We articulated the policy behind the prohibition on retroactive ratemaking in Attorney Gen. v. Commissioner of Ins., 370 Mass. 791 , 824 (1976). In that case, we stated: "Rates frequently miss their target for the given year but prove more accurate over the longer term; the public would be disserved by constant tinkering with the rates to meet a tight standard of accuracy in each year. So also yearly adjustments to compensate for adverse experience might blunt efforts to encourage efficient and economical operation by the insurers." The commissioner in this instance is not "tinkering" with a faulty "past rate prediction." Rather, the commissioner, relying on statutory language, is endeavoring to follow the legislative intent to keep the effect of the SDIP program revenue neutral.
The change being proposed by the commissioner here mirrors the action that we approved in Attorney Gen. v. Commissioner of Ins., 403 Mass. 370 (1988). In that case, we concluded that the commissioner's action to adjust the underwriting profit allowance retroactively was permissible because the initial rates charged were in violation of the statutory mandates. In that case, there was a failure to consider certain evidence which meant that the rates were not "adequate and reasonable as required by G. L. c. 175, s. 113B."
Id. at 375. We determined that a correction of that error did not constitute a "second look" that violated the prohibition on retroactivity. Id. The gain to insurers here was not based on lower expenses than anticipated, but rather on a mistake in the expense allowance resulting from the improper use of data. [Note 10]
The Legislature intended that corrective action be taken in this special circumstance. "The general and familiar rule is that a statute must be interpreted according to the intent of the Legislature ascertained from all its words construed by the ordinary and approved usage of the language, considered in connection with the cause of its enactment, the mischief or imperfection to be remedied and the main object to be accomplished, to the end that the purpose of its framers may be effectuated.... Where the [legislative] intent is clear, the statute, if reasonably possible, must be construed to carry out that intent." (Citations omitted.) Industrial Fin. Corp. v. State Tax Comm'n, 367 Mass. 360 , 364 (1975). "The legislative intent is to be ascertained from the statute as a whole, giving to every section, clause and word such force and effect as are reasonably practical to the end that . . . the statute will constitute a consistent and harmonious whole, capable of producing a rational result consonant with common sense and sound judgment.... 'The act is to be interpreted in the light of its purpose and, so far as may be, to promote the accomplishment of its beneficent design.'" (Citations omitted.) Neff v. Commissioner of the Dep't of Indus. Accidents, 421 Mass. 70 , 73 (1995), quoting Young v. Duncan, 218 Mass. 346 , 349 (1914).
Reading both the relevant lines of the statute and the statute as a whole, we think that the Legislature intended the SDIP to be a redistributive revenue neutral entity. The language requiring a plan designed with "upward" and "downward adjustments" in "aggregate premiums" signifies an intent on the part of the Legislature to keep the effect of the plan revenue neutral. The commissioner's current pro-
posal is similar in objective to the retroactive reconciliation that must be made on an annual basis to balance the SDIP.

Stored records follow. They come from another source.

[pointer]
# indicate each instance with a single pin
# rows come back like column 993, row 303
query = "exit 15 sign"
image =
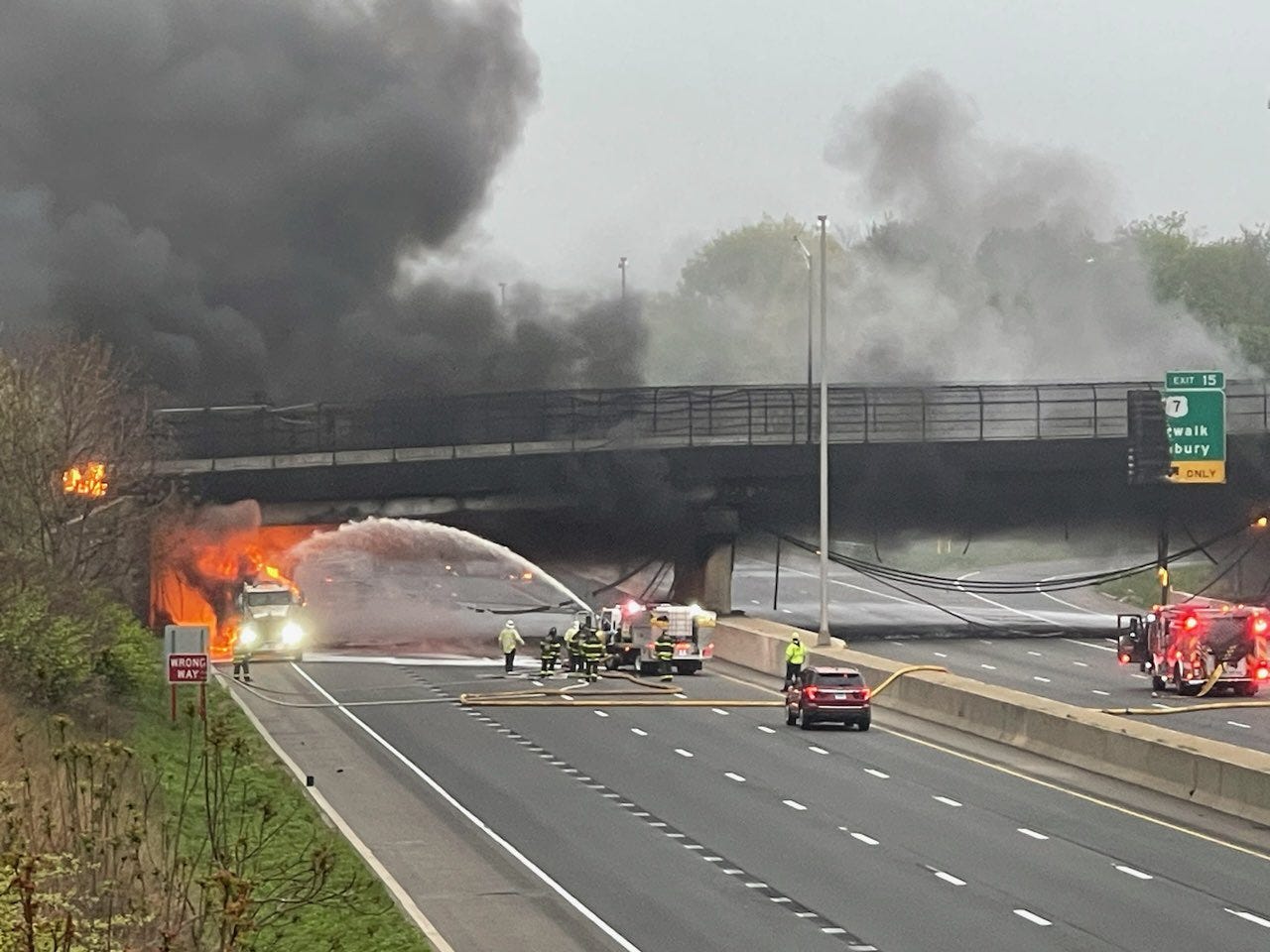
column 1196, row 420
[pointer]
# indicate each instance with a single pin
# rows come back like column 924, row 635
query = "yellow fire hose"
column 581, row 697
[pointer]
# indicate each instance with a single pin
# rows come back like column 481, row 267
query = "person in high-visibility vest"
column 665, row 651
column 794, row 657
column 592, row 652
column 549, row 652
column 507, row 640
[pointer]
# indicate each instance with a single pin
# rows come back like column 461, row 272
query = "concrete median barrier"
column 1215, row 774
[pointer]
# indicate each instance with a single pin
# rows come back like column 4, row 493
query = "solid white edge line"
column 403, row 898
column 1250, row 916
column 476, row 821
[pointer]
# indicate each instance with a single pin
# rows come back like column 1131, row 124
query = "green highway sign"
column 1196, row 420
column 1194, row 380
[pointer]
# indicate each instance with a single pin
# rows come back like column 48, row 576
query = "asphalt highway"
column 722, row 829
column 1051, row 645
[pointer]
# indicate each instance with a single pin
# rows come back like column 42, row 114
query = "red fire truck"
column 1187, row 647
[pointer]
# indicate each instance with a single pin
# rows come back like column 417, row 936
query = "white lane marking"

The annual reconciliation process to maintain revenue neutrality within the SDIP often requires that the commissioner go back for up to four years to determine the appropriate amount of credits and surcharges as a result of delayed rulings by the Board of Appeals on Motor Vehicle Liability Policies and Bonds concerning certain motor vehicle accidents. While the commissioner's plan looks somewhat further back, the intended result is the same: a revenue neutral SDIP.
The AIB also has raised the issue that those insurance companies that are collecting reduced premiums and those policyholders receiving the benefits of the adjustment to the rate scheme are not entirely the same as those who were benefited or hurt, respectively, between 1991 and 1996. We have addressed a similar issue before in the context of a policy endorsement attached to all 1971 policies permitting retroactive rate corrections. See Employers' Commercial Union Ins. Co. v. Commissioner of Ins., 362 Mass. 34 , 42 (1972) (challenge to prospective correction for past excess premiums on the ground that the payors and recipients would not be identical to those benefited or harmed by the excessive premium charges rejected).
Rather than being a refund for excessive profits generated and authorized by a specific statutory mandate, the case at bar involves a commissioner's action taken in response to an error involving the SDIP. As such, the error is correctable under the provisions of the SDIP authorizing reconciliation to maintain revenue neutrality. Despite some difference in the source of the excess monies received by the industry, the course of action by the commissioner in this limited circumstance is appropriate, particularly when we take into account "the substantial savings in time and expense accomplished by distribution of past excess [monies received] by means of adjusting current rates downward, as opposed to rebate payments to individual policyholders." Employers' Commercial Union Ins. Co., supra at 42.
The commissioner's plan is authorized by the statute. We remand the case to the Supreme Judicial Court for Suffolk
County for entry of a judgment declaring that the rates fixed and established by the commissioner are authorized by lines 233-236 in the safe drivers insurance plan.
[Note 1] Absent legislative intervention, our interpretation of G. L. c. 175, s. 113B, will apply to the 1998 and 1999 rates.
[Note 2] The issue regarding the commission expense allowance was argued separately in Massachusetts Ass'n of Ins. Agents vs. Commissioner of Ins., SJC-07398.
[Note 3] Today we also decide an as-applied appeal by Trust Insurance Company from the commissioner's decision. See Trust Ins. Co. v. Commissioner of Ins., post 1001 (1997).
[Note 4] The Legislature has provided for the establishment of the SDIP in G. L. c. 175, s. 113B (lines 150-262).
[Note 5] It is possible to maintain revenue neutrality within the SDIP as a self-contained system. The authority for this reconciliation is found in G. L. c. 175, s. 113B (lines 233-236), which reads: "[T]he plan shall be designed so that the decrease in aggregate premiums attributable to the downward adjustments within the plan equals the increase in aggregate premiums attributable to the upward adjustments in the plan."
[Note 6] The expense allowance is a function of earned premium. Because the earned premium amount was erroneously overstated, the expense allowance was overstated as well, causing the rates to be set too high and excessive premiums to be collected.
[Note 7] Using the data from the Massachusetts private passenger statistical plan from 1991 through 1996 was error. The data should have come from the annual statements, which report aggregate premiums earned by each insurance company, incorporating the step 15 premiums received as well as SDIP credits and explicit surcharges.
[Note 8] The AIB does not contest this amount.
[Note 9] The commissioner s plan is lo phase in the $176.4 million adjustment by refunding 40% of that amount in 1997,40% in 1998, and 20% in 1999.
[Note 10] The AIB also contends that, even though the use of premium data from the statistical plan was not appropriate, all parties agreed to the use of those data. The AIB further highlights that, although the use of an inappropriate number led to a flawed methodology, the numbers used within that methodology were computed correctly. The commissioner has the duty under the statutory mandate of setting adequate, just, reasonable, and nondiscriminatory rates.